[Beowulf] MS HPC... Oh dear...
dag at sonsorol.org
Mon Jun 12 11:03:02 EDT 2006
As usual, RGB nails it.
Anyone reading this list is not a candidate for MS Cluster Server
2003 - the main target is commercial software vendors and possibly
some specialized turnkey system integrators.
One of the markets I can sorta see for MS in my field (life science-
ish stuff) is the market for CPUs that do pretty much nothing but
service the needs of exotic lab instruments.

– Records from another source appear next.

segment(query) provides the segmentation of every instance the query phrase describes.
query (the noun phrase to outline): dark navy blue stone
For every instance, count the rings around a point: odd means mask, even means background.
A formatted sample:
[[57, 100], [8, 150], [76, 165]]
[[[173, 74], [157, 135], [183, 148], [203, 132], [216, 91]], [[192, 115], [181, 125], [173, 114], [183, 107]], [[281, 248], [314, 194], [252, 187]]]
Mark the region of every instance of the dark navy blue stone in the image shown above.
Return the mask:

There is a pretty good mix of six and seven-figure lab hardware that
in the past used to ship with a dedicated workstation to handle data
collection and first/second-pass processing of results. These systems
(in some cases) are now shipping with small clusters to handle the
processing demands. The people purchasing these lab instruments are
straight wet lab biologists or chemists and they really could care
less about the data collector/processing box. They've already spent
north of half a million dollars just to get the instrument and its
related infrastructure and they really do not want to be in the
business of rolling and managing their own lab cluster. They want to
run their instrument, not screw around with its related infrastructure.
Take one of those nice looking Rocketcalc deskside cluster boxes or
something like that Tyan cluster chassis that was discussed on the
list last week, slap MS Cluster Server on it and pair it with a
nicely supported (by the instrument maker or some third party)
software stack that supports and drives the exotic lab instrument and
(I think) people will buy them.
The interesting thing for me is at what level MS will consider this a
success or failure. Sales of 20,000 licenses in a year may translate
into "horrible failure to penetrate the cluster market" within MS but
it may represent an absolute windfall to small and specialized
software shops who only need to sell a few dozen or a few hundred
licenses to their very specialized market niches per year. For the
small ISVs, even a MS "failure" could be very very significant in
terms of volume and revenue. To them, MS Cluster Server 2003 is
nothing more than a delivery platform for their niche codes,
potentially one that is easier to build a sales and support model
around than a pure Linux cluster would. Their end users / target
market would not really care about the base OS.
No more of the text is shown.